This pan de muerto is a version of the bread made for the November 2 celebration known as Día de los Muertos (Day of the Dead) in Mexico. You can also mold the bread into different shapes like angels and animals.
Prep Time::25 mins
Cook Time::45 mins
Additional Time:: 2 hrs
Total Time:: 3 hrs 10 mins
Servings::12
Yield::1 large round loaf
Ingredients
Bread:
¼ cup milk
¼ cup butter or margarine
¼ cup warm water (110 degrees F/45 degrees C)
3 cups all-purpose flour
¼ cup white sugar
2 teaspoons anise seed
1 ¼ teaspoons active dry yeast
½ teaspoon salt
2 large eggs, beaten
1 tablespoon orange zest
Glaze:
¼ cup white sugar
¼ cup orange juice
2 teaspoons orange zest
2 tablespoons white sugar
Directions
Gather the ingredients.
To make the bread: Heat milk and butter in a medium saucepan over low heat until butter melts. Remove from heat and add warm water. Mixture should be around 110 degrees F (43 degrees C).
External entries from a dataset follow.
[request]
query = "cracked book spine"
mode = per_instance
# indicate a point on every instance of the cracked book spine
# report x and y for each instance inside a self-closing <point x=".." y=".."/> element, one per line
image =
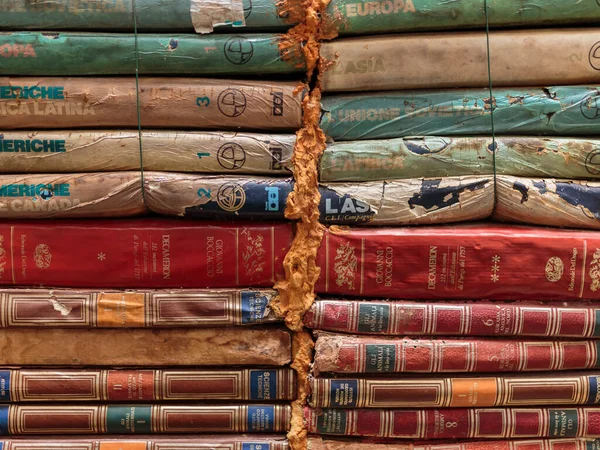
<point x="402" y="202"/>
<point x="155" y="253"/>
<point x="150" y="442"/>
<point x="348" y="17"/>
<point x="143" y="419"/>
<point x="461" y="262"/>
<point x="548" y="201"/>
<point x="81" y="54"/>
<point x="264" y="346"/>
<point x="187" y="16"/>
<point x="340" y="353"/>
<point x="328" y="443"/>
<point x="60" y="151"/>
<point x="456" y="318"/>
<point x="467" y="423"/>
<point x="62" y="308"/>
<point x="514" y="58"/>
<point x="120" y="385"/>
<point x="175" y="103"/>
<point x="438" y="157"/>
<point x="457" y="392"/>
<point x="559" y="111"/>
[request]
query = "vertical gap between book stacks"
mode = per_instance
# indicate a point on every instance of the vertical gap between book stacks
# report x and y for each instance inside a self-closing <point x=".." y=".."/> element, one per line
<point x="137" y="101"/>
<point x="491" y="89"/>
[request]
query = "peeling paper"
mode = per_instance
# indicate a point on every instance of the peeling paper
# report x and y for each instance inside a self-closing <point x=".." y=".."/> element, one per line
<point x="207" y="14"/>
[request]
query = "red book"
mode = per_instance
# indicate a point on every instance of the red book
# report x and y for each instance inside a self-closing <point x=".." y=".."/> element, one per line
<point x="471" y="261"/>
<point x="340" y="353"/>
<point x="327" y="443"/>
<point x="456" y="392"/>
<point x="142" y="253"/>
<point x="467" y="423"/>
<point x="456" y="318"/>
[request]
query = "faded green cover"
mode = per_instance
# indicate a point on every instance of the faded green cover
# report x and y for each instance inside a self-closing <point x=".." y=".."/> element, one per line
<point x="72" y="54"/>
<point x="566" y="110"/>
<point x="385" y="16"/>
<point x="438" y="157"/>
<point x="173" y="15"/>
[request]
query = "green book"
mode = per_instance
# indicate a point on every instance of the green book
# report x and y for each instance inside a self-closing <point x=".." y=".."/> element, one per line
<point x="173" y="15"/>
<point x="74" y="54"/>
<point x="389" y="16"/>
<point x="565" y="110"/>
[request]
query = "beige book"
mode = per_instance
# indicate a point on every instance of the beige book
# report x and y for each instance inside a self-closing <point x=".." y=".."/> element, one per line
<point x="452" y="60"/>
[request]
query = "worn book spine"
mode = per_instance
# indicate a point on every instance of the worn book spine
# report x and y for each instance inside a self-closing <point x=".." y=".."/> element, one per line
<point x="515" y="58"/>
<point x="153" y="253"/>
<point x="326" y="443"/>
<point x="75" y="54"/>
<point x="171" y="151"/>
<point x="477" y="318"/>
<point x="142" y="419"/>
<point x="500" y="262"/>
<point x="340" y="353"/>
<point x="150" y="442"/>
<point x="52" y="385"/>
<point x="414" y="201"/>
<point x="159" y="348"/>
<point x="135" y="309"/>
<point x="547" y="201"/>
<point x="185" y="16"/>
<point x="76" y="195"/>
<point x="386" y="16"/>
<point x="461" y="423"/>
<point x="433" y="156"/>
<point x="561" y="111"/>
<point x="460" y="392"/>
<point x="175" y="103"/>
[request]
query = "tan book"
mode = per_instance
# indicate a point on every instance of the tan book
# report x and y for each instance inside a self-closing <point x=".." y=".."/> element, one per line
<point x="177" y="103"/>
<point x="452" y="60"/>
<point x="141" y="347"/>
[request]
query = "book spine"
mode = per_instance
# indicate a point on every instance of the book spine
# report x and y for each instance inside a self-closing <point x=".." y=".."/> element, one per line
<point x="474" y="423"/>
<point x="142" y="347"/>
<point x="573" y="110"/>
<point x="52" y="102"/>
<point x="77" y="54"/>
<point x="326" y="443"/>
<point x="142" y="419"/>
<point x="510" y="390"/>
<point x="78" y="195"/>
<point x="135" y="309"/>
<point x="407" y="202"/>
<point x="477" y="318"/>
<point x="434" y="157"/>
<point x="150" y="14"/>
<point x="121" y="253"/>
<point x="92" y="151"/>
<point x="24" y="385"/>
<point x="384" y="16"/>
<point x="561" y="203"/>
<point x="392" y="202"/>
<point x="336" y="353"/>
<point x="473" y="262"/>
<point x="463" y="58"/>
<point x="149" y="442"/>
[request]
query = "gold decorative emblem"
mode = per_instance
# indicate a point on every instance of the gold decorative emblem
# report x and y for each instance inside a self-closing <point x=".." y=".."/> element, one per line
<point x="554" y="269"/>
<point x="2" y="257"/>
<point x="254" y="254"/>
<point x="231" y="197"/>
<point x="595" y="271"/>
<point x="42" y="256"/>
<point x="346" y="264"/>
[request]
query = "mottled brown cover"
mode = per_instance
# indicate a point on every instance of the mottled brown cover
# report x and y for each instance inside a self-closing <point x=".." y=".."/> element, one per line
<point x="184" y="347"/>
Combine 1 cup flour, sugar, anise seed, yeast, and salt in a large bowl. Beat in warm milk mixture, then add eggs and orange zest; beat until well combined. Stir in 1/2 cup flour and continue adding more flour until dough is soft.
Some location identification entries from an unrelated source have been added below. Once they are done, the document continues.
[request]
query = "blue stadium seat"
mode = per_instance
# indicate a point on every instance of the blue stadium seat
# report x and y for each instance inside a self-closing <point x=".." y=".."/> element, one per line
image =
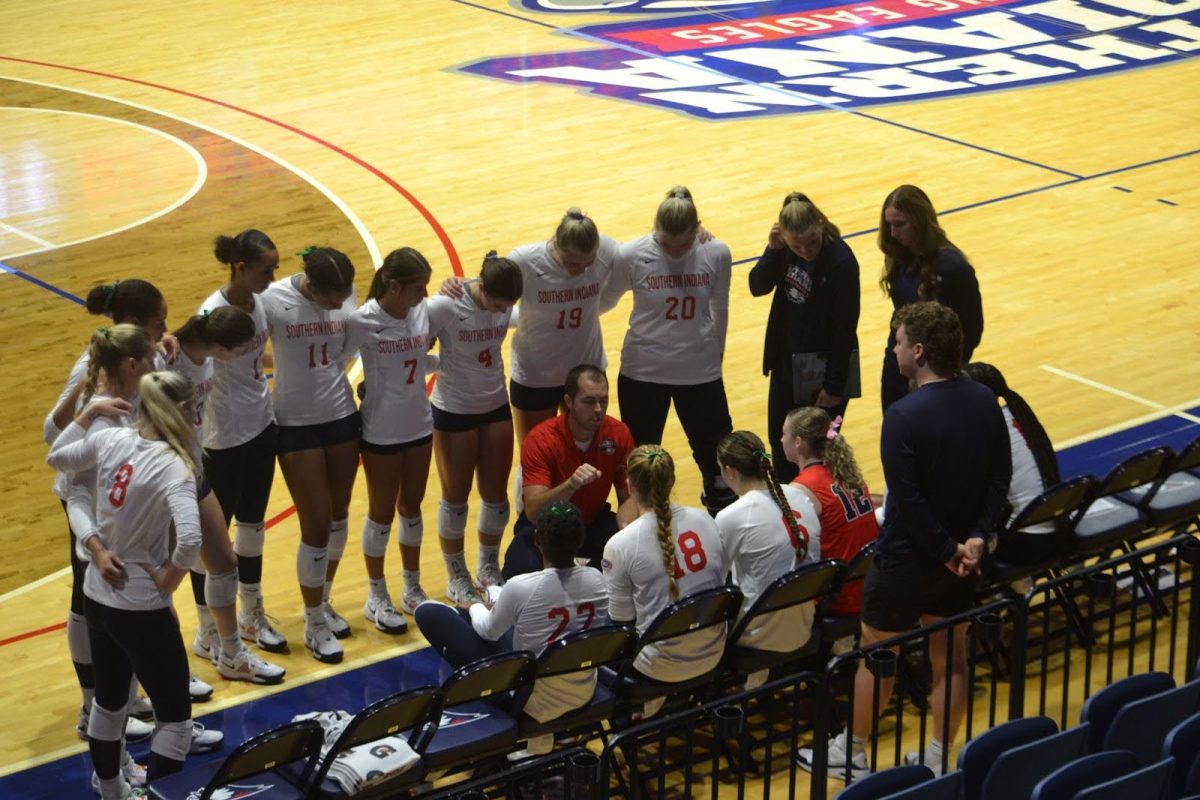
<point x="977" y="756"/>
<point x="1018" y="770"/>
<point x="261" y="762"/>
Turn dough out onto a lightly floured surface; knead until smooth and elastic. Place dough into a lightly greased bowl. Cover with plastic wrap and let rise in a warm place until doubled in size, 1 to 2 hours.
Punch dough down and shape into a large round loaf with a round knob on top. Place dough onto a baking sheet; loosely cover with plastic wrap. Let rise in a warm place until just about doubled in size, about 1 hour.
Preheat the oven to 350 degrees F (175 degrees C). Bake in the preheated oven until golden brown, 35 to 45 minutes. Cool slightly before brushing with glaze.
To make the glaze: Combine 1/4 cup sugar, orange juice, and orange zest in a small saucepan. Bring to a boil over medium heat and boil for 2 minutes.
Brush glaze over top of warm bread. Sprinkle with 2 tablespoons sugar.